7. Un procedimiento para determinar el pronóstico de un animal o un sujeto humano con cáncer colorrectal, un adenoma colorrectal o un pólipo que comprende las etapas de:

(i) medir una característica epigenética de un nucleosoma libre de células en una muestra fecal obtenida del sujeto; y (ii) usar el nivel de nucleosomas libres de células que contienen dicha característica epigenética como indicativo del pronóstico de cáncer colorrectal, un adenoma colorrectal o un pólipo.

8. Un procedimiento para determinar el origen celular de nucleosomas libres de células fecales en un animal o un sujeto humano que comprende las etapas de:

(i) detectar o medir una característica epigenética de un nucleosoma libre de células en una muestra fecal obtenida del sujeto; y

(ii) usar el nivel medido de nucleosomas libres de células que contienen dicha característica epigenética como un indicador de si los nucleosomas libres de células se originan a partir de células gastroenterológicas sanas, células de cáncer colorrectal, células de pólipos, células con otras lesiones o cualquier mezcla de las mismas.

9. El uso o procedimiento como se define en cualquiera de las reivindicaciones 1 a 8, donde dicha detección o medición comprende un procedimiento de inmunoensayo, un procedimiento inmunoquímico, una espectroscopía de masas, un procedimiento cromatográfico, una inmunoprecipitación de cromatina o un procedimiento de biosensor.

10. El uso o procedimiento como se define en cualquiera de las reivindicaciones 1 a 9, donde dos o más mediciones de nucleosomas libres de células per se y/o las características epigenéticas de nucleosomas libres de células se realizan como un panel de características de nucleosoma.

11. Uso de un kit que comprende uno o más agentes de unión capaces de detectar y/o cuantificar una característica epigenética de un nucleosoma libre de células fecales para el diagnóstico o detección de un cáncer colorrectal, un adenoma colorrectal o un pólipo en una muestra fecal.

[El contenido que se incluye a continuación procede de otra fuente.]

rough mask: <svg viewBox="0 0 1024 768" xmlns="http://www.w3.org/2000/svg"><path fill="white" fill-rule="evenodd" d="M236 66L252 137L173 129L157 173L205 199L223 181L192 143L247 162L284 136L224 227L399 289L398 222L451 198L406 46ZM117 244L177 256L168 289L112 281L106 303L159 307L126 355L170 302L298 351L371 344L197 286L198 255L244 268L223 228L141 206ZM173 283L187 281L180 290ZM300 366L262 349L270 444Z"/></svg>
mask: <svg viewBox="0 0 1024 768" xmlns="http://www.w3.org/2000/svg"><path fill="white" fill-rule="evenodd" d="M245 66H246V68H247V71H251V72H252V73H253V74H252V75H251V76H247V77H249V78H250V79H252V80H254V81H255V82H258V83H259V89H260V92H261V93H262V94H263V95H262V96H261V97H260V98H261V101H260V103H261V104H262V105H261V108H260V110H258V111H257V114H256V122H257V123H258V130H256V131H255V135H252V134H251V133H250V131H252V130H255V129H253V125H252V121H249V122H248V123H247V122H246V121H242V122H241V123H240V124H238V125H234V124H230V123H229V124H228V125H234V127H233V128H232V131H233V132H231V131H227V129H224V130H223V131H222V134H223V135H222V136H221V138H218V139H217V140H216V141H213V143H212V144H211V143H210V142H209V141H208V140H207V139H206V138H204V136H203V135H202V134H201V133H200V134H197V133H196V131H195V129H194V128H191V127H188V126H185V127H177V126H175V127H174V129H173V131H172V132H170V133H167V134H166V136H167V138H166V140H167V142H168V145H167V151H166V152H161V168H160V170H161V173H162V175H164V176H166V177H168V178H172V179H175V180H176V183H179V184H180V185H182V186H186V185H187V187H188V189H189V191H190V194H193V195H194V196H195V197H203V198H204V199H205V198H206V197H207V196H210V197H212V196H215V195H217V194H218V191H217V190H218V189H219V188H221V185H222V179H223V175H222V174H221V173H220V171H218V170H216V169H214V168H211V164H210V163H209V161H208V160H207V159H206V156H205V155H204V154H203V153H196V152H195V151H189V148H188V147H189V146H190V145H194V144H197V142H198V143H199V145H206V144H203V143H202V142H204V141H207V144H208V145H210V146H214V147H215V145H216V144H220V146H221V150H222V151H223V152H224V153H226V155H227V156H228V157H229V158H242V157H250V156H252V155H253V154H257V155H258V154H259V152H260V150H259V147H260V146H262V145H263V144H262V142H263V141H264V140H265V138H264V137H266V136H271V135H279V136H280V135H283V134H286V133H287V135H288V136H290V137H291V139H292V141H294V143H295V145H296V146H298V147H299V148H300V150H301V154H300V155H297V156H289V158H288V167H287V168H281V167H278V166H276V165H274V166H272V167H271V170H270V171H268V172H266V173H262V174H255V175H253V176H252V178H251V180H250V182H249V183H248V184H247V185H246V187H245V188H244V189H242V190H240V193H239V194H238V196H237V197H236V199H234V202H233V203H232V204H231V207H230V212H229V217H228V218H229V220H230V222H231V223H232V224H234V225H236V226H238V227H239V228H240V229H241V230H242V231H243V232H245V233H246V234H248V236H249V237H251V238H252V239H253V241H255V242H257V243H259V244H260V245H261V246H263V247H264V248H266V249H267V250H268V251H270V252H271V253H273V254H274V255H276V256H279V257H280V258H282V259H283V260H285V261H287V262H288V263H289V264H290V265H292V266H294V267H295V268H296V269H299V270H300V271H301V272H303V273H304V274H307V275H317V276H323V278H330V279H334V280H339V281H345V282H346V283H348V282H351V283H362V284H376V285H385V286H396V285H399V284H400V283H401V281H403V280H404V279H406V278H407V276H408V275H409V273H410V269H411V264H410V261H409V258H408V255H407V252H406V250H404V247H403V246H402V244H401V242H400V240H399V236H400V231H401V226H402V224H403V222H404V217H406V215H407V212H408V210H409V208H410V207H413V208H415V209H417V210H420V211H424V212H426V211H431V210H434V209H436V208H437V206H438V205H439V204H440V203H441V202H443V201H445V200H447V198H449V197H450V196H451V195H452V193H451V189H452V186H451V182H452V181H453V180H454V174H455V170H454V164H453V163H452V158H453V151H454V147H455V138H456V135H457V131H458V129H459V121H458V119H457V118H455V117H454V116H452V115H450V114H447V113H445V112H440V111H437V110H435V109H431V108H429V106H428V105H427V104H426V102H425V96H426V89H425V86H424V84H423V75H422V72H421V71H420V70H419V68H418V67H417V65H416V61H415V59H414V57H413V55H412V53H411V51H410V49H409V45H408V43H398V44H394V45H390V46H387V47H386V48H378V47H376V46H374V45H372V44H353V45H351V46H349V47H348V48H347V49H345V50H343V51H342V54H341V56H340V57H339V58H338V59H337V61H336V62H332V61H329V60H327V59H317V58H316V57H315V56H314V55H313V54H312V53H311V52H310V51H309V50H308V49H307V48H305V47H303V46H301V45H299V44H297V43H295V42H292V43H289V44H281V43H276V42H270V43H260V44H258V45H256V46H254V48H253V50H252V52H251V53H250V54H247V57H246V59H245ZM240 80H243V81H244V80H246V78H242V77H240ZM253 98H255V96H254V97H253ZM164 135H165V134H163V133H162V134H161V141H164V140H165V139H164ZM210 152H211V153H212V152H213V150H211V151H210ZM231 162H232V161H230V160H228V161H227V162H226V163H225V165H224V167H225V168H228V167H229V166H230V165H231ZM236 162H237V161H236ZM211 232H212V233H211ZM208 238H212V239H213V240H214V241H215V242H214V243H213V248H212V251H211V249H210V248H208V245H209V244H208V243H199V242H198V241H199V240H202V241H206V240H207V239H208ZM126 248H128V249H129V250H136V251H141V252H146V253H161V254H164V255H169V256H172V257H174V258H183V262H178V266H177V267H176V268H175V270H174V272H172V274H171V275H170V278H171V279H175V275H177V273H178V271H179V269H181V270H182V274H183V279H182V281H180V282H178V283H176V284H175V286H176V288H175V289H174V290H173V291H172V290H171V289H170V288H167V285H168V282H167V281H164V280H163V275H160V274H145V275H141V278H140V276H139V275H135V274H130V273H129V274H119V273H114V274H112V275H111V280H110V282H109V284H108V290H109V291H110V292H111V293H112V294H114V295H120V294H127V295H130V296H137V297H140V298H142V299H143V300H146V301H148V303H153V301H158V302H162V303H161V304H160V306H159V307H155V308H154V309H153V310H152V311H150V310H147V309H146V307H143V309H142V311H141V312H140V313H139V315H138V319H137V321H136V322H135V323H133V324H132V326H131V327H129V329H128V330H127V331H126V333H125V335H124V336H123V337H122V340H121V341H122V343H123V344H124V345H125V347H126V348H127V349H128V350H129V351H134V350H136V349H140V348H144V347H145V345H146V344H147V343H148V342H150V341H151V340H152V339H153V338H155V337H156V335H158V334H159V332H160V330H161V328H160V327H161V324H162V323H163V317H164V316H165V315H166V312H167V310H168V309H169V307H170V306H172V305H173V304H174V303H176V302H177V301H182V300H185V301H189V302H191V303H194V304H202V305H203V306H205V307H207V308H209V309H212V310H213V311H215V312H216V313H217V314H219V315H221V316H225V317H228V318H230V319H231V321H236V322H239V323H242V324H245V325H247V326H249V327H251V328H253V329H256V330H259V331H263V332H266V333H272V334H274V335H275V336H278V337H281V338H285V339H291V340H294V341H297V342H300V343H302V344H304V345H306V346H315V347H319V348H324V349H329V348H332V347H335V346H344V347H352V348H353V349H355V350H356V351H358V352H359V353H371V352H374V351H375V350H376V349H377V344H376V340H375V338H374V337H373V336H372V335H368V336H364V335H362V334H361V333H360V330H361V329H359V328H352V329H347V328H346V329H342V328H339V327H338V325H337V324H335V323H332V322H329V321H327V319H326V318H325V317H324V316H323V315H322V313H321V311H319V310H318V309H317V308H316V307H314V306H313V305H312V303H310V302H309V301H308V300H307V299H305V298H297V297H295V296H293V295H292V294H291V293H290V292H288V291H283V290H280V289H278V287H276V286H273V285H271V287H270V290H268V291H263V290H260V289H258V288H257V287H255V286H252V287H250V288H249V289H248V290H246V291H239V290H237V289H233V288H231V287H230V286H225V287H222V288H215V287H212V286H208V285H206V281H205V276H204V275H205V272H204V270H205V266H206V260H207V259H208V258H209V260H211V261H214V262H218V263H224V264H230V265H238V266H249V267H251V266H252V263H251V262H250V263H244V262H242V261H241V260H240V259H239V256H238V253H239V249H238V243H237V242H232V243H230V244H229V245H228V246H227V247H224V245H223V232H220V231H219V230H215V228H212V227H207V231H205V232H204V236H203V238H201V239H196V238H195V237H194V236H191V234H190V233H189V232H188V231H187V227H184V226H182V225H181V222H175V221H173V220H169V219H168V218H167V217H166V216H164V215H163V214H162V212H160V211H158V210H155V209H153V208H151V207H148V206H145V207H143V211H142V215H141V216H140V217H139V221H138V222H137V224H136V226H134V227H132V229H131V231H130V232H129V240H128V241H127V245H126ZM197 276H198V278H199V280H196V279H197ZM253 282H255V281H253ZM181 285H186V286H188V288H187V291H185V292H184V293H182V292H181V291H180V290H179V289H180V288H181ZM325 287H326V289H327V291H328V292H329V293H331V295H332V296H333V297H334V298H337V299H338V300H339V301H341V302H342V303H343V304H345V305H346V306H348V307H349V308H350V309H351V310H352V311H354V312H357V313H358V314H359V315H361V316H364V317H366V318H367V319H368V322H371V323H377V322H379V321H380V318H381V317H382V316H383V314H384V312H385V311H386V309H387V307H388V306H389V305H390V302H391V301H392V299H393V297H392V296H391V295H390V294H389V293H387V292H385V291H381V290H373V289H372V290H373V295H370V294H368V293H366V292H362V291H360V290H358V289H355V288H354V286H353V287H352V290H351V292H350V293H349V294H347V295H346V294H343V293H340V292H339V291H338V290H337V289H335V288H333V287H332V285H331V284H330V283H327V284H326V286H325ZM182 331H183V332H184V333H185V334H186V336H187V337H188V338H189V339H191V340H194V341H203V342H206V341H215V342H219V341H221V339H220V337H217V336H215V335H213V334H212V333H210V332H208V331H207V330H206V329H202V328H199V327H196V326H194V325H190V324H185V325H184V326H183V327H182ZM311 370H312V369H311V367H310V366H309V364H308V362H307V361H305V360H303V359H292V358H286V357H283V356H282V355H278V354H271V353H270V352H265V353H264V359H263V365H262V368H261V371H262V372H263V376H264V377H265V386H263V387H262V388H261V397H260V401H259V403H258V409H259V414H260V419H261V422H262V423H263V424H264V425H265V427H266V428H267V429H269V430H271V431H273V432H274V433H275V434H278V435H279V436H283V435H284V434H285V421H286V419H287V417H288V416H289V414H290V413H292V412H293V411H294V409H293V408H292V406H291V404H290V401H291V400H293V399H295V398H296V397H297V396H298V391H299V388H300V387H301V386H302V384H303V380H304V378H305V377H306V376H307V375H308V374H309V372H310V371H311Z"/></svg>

12. Un procedimiento para detectar o cuantificar una característica epigenética de un nucleosoma libre de células en una muestra fecal obtenida de un animal o un sujeto humano que comprende las etapas de:

(i) poner en contacto la muestra fecal con un primer agente de unión que se une a nucleosomas libres de células o un componente de los mismos;

(ii) poner en contacto la muestra fecal o los nucleosomas libres de células con un segundo agente de unión que se une a una característica epigenética dentro de dichos nucleosomas libres de células;

(iii) detectar o cuantificar la unión de dicho segundo agente de unión a la característica epigenética dentro de dichos nucleosomas libres de células en la muestra fecal; y

(iv) usar la presencia, grado o cantidad de dicha unión como una medida de la presencia de nucleosomas libres de células que contienen dicha característica epigenética en la muestra fecal.

13. Un procedimiento para detectar o cuantificar una característica epigenética de un nucleosoma libre de células en una muestra fecal obtenida de un animal o un sujeto humano que comprende las etapas de:

(i) poner en contacto la muestra fecal con un primer agente de unión que se une a una característica epigenética dentro de dichos nucleosomas libres de células;

(ii) poner en contacto la muestra fecal o los nucleosomas libres de células con un segundo agente de unión que se une a nucleosomas libres de células o un componente de los mismos;

(iii) detectar o cuantificar la unión de dicho segundo agente de unión a nucleosomas libres de células o un componente de los mismos en la muestra fecal, y

(iv) usar la presencia, grado o cantidad de dicha unión como una medida de la presencia de nucleosomas libres de células que contienen dicha característica epigenética en la muestra fecal.

14. Un procedimiento según la reivindicación 12 o la reivindicación 13, donde la característica epigenética se selecciona de entre: una modificación de histona postraduccional, una variante o isoforma de histona, una modificación de ADN o una proteína aducida a dicho nucleosoma, tal como una modificación de ADN seleccionada de 5-metilcitosina, una o más variantes de histona seleccionadas de entre gamma-H2AX y H2AZ o una o más modificaciones de histona seleccionadas de entre: H3K9Me3, H3K9Ac, H3K27Me3, H4K16Ac, H4K20Me3, ubiquityl-H2A y H4PanAc (H4 panacetilado).